The Centers for Medicare and Medicaid Services is still sorting through the implications of the June Supreme Court decision. For states that decide to move forward with expansion, CMS will pay 100 percent in matching funds for the first three years through 2016 and notch down to 90 percent in subsequent years.
“We expect states will be taking the next several months to make their decisions. But we believe that when states look at the factors and consider the impact on coverage relative to their state, financial support that the federal government will provide, the impact on uncompensated care, the impact on hospitals, health plans, providers and employers, one way or the other, they will decide that it is in the state’s interest to move ahead,” Mann said.

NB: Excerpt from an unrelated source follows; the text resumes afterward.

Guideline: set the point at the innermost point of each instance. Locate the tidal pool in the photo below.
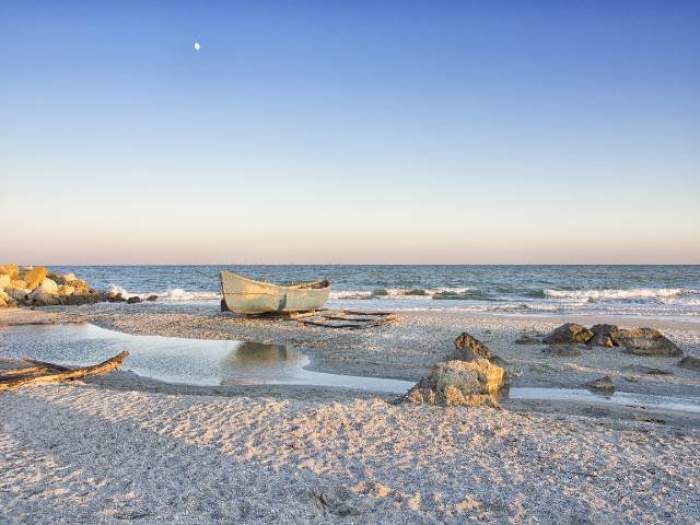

With or without the Medicaid expansion, CMS is working with every state on implementation of the Patient Protection and Affordable Care Act by 2014.
States are modernizing eligibility systems for Medicaid, simplifying the way they determine eligibility and advancing toward a data-driven system of verifying eligibility and for accommodating online applications. States also have to make sure that Medicaid and CHIP are well coordinated with the insurance exchange and have established interfaces so consumers can experience a seamless system of coverage.
CMS has recently established operational technical assistance teams for each state that are made up of subject matter experts who know the financing rules, benefits, eligibility, outreach and enrollment for states to call on when they have questions or seek solutions.